Healthcare is the biggest overall expense in your retirement budget. The cost of healthcare in Florida for a typical retired couple is only slightly higher than the national average at about $425,000. Using a health savings account (HSA) to save pre-tax dollars, taking advantage of local, free health fairs, and enrolling in Medicare can all help you stay healthy for less. Reports on the quality of healthcare in Florida vary from average to below average, depending on your source. For that reason, you should carefully vet practitioners and facilities in your preferred areas before you move. If you have any chronic conditions that require specialist care, you will also want to ensure there are reputable and accessible doctors you can see. 

Crime in Florida

Florida crime rates are consistently on the decline and dropped another 9% in 2018 with a reduction in both violent and property crimes. Furthermore, Florida lawmakers are protective of their elderly residents in particular.
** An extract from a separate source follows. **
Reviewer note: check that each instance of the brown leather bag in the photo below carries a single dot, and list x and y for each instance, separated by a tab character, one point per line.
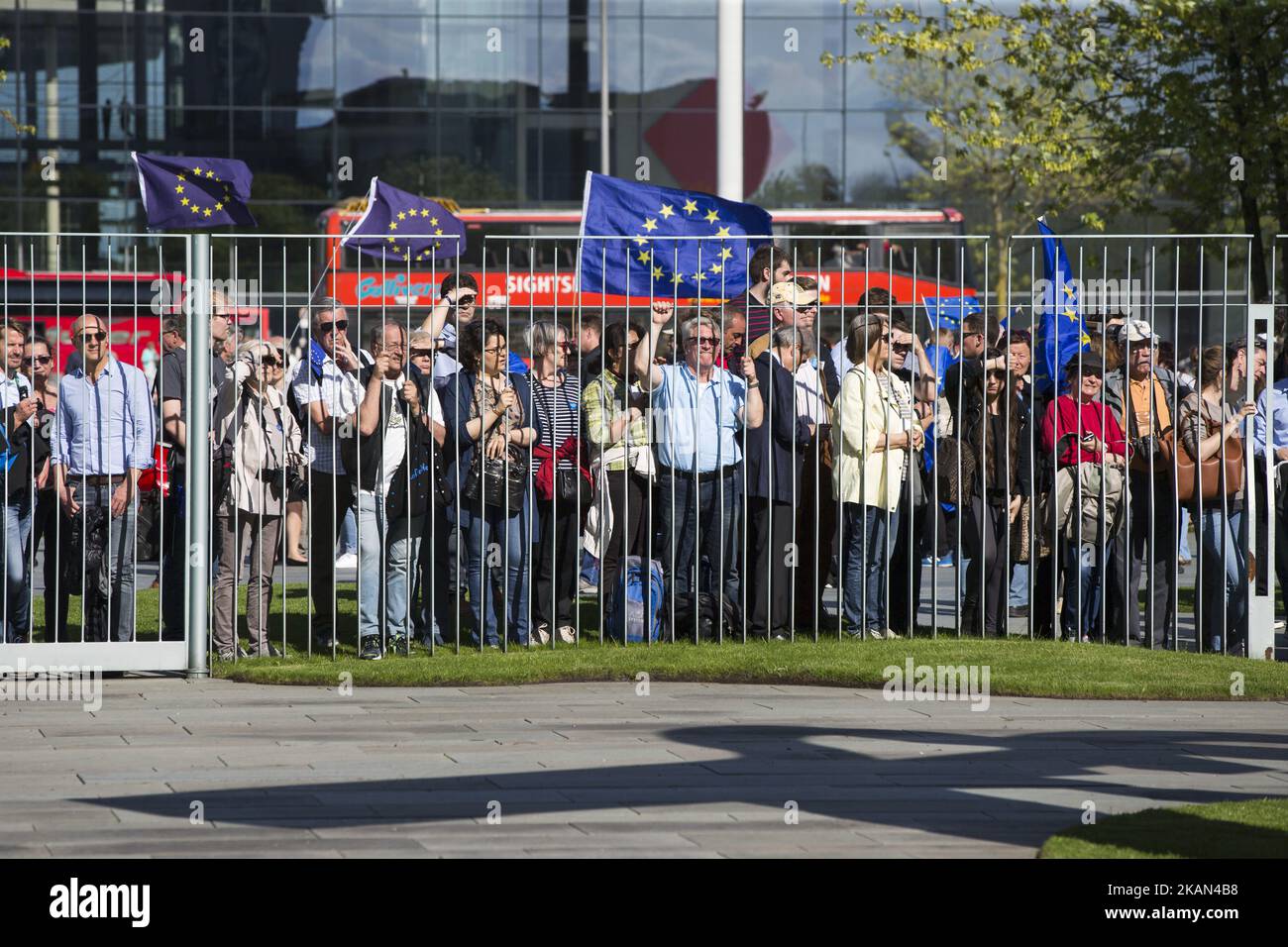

As recently as 2015, a new law was passed to protect seniors from financial exploitation. Currently, a variety of programs are also in place that inform older adults about the low likelihood of victimization and educate them on how to protect themselves and their property from it. 

Climate in Florida

Everyone wants to retire where the weather is nice. If 70 degrees and mostly sunny fits your criteria, then it’s easy to see why Florida is high on your list for retirement destinations. The average temperatures, ocean breezes, and lack of snow are certainly desirable. But it’s not always sunny in the sunshine state. Tropical storms and hurricanes are a credible and frequent threat. 

The decision of where you retire is a deeply personal one. Numbers and data and statistics are important, as is financial feasibility. But where you spend your golden years should be based on so much more than that. Every location — including Florida — has its pros and cons, but only you can choose whether it’s right for you. We hope this brief overview helped!